Fechando a roda

O processo de fechamento do círculo sobre as economias encharcadas na enorme liquidez internacional, virando-se à custa de dívida e de deficits externos, deu outra volta, torcendo a relação de troca das moedas em relação ao dólar. No Brasil, o dólar progride, apesar das atuações do Banco Central. E da desoneração da taxa de 6% criada para barrar o capital externo interessado em papéis de renda fixa.

O processo de fechamento do círculo sobre as economias encharcadas na enorme liquidez internacional, virando-se à custa de dívida e de deficits externos, deu outra volta, torcendo a relação de troca das moedas em relação ao dólar.
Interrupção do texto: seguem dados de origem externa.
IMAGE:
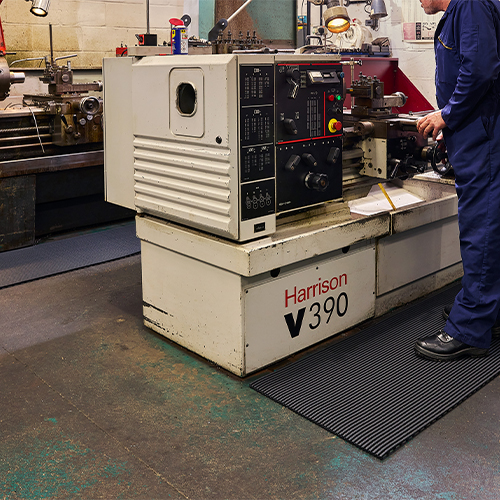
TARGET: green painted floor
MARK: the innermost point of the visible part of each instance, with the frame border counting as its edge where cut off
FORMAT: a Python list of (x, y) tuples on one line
[(95, 405)]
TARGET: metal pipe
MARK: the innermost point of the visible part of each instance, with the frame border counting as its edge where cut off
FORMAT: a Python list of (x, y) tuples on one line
[(51, 46), (234, 14), (308, 23)]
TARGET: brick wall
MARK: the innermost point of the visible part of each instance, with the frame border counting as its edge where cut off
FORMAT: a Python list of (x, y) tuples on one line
[(91, 29)]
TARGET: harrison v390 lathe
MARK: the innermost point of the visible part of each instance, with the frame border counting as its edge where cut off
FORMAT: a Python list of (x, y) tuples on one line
[(241, 168)]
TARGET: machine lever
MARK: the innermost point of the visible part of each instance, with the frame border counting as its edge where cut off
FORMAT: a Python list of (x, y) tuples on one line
[(290, 126), (292, 163), (333, 155), (294, 88)]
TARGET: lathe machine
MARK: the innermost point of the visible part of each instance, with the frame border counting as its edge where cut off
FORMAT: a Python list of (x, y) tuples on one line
[(241, 168)]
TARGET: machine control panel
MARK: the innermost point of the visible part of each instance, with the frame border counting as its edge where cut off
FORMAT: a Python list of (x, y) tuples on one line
[(308, 134), (257, 162)]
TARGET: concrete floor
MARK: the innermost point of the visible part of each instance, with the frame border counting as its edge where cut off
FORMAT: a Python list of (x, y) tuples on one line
[(94, 405)]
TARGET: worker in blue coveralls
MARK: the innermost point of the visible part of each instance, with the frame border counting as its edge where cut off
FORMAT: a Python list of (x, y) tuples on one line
[(467, 50)]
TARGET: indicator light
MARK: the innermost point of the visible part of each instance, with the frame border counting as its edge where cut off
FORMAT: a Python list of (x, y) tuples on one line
[(334, 125)]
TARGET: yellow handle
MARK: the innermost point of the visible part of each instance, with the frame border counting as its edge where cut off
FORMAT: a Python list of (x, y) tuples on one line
[(387, 196)]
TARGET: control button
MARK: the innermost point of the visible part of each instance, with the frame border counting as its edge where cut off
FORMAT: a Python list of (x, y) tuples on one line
[(309, 160), (334, 125)]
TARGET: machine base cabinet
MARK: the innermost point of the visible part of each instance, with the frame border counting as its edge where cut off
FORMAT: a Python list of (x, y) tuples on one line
[(246, 306), (246, 323)]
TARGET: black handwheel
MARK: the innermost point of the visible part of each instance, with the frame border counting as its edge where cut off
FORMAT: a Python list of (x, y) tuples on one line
[(439, 159)]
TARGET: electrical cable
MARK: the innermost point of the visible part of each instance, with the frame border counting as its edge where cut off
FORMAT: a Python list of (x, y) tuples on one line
[(37, 131)]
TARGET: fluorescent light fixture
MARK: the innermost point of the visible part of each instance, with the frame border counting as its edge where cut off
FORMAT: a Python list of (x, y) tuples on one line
[(40, 7), (378, 9), (336, 17)]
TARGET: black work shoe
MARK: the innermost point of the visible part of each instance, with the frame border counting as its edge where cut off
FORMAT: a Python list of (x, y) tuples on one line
[(442, 347), (495, 331)]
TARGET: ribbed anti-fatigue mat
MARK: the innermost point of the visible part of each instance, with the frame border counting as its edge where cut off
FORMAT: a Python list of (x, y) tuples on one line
[(372, 389), (60, 256)]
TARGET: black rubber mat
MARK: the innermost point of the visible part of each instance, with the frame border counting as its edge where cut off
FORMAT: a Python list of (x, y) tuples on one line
[(63, 255), (372, 390)]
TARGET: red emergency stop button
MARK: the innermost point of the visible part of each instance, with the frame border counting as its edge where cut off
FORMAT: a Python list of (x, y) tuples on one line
[(334, 125)]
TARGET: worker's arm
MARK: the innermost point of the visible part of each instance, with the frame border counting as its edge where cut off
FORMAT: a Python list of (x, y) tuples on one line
[(478, 58)]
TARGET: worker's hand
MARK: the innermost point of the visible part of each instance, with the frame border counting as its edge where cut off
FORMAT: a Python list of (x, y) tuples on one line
[(433, 123)]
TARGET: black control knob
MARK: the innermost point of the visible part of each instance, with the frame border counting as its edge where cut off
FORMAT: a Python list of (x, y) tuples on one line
[(292, 163), (290, 126), (309, 160), (316, 182), (333, 155)]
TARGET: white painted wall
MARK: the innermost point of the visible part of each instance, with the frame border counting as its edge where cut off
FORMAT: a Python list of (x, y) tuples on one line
[(90, 28), (415, 59)]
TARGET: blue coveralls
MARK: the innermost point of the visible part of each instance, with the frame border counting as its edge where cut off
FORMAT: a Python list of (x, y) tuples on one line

No Brasil, o dólar progride, apesar das atuações do Banco Central. E da desoneração da taxa de 6% criada para barrar o capital externo interessado em papéis de renda fixa.

Noutro dia de razia do real, o dólar abriu cotado a R$ 2,162 e tendia a superar seu último recorde, registrado em maio de 2009 (R$ 2,172). O BC interveio com um leilão de swap, que equivale à venda futura de dólares (mas sem a entrega física de divisas), forçando a taxa a cair a R$ 2,143. O alívio foi curto. E o BC voltou à carga.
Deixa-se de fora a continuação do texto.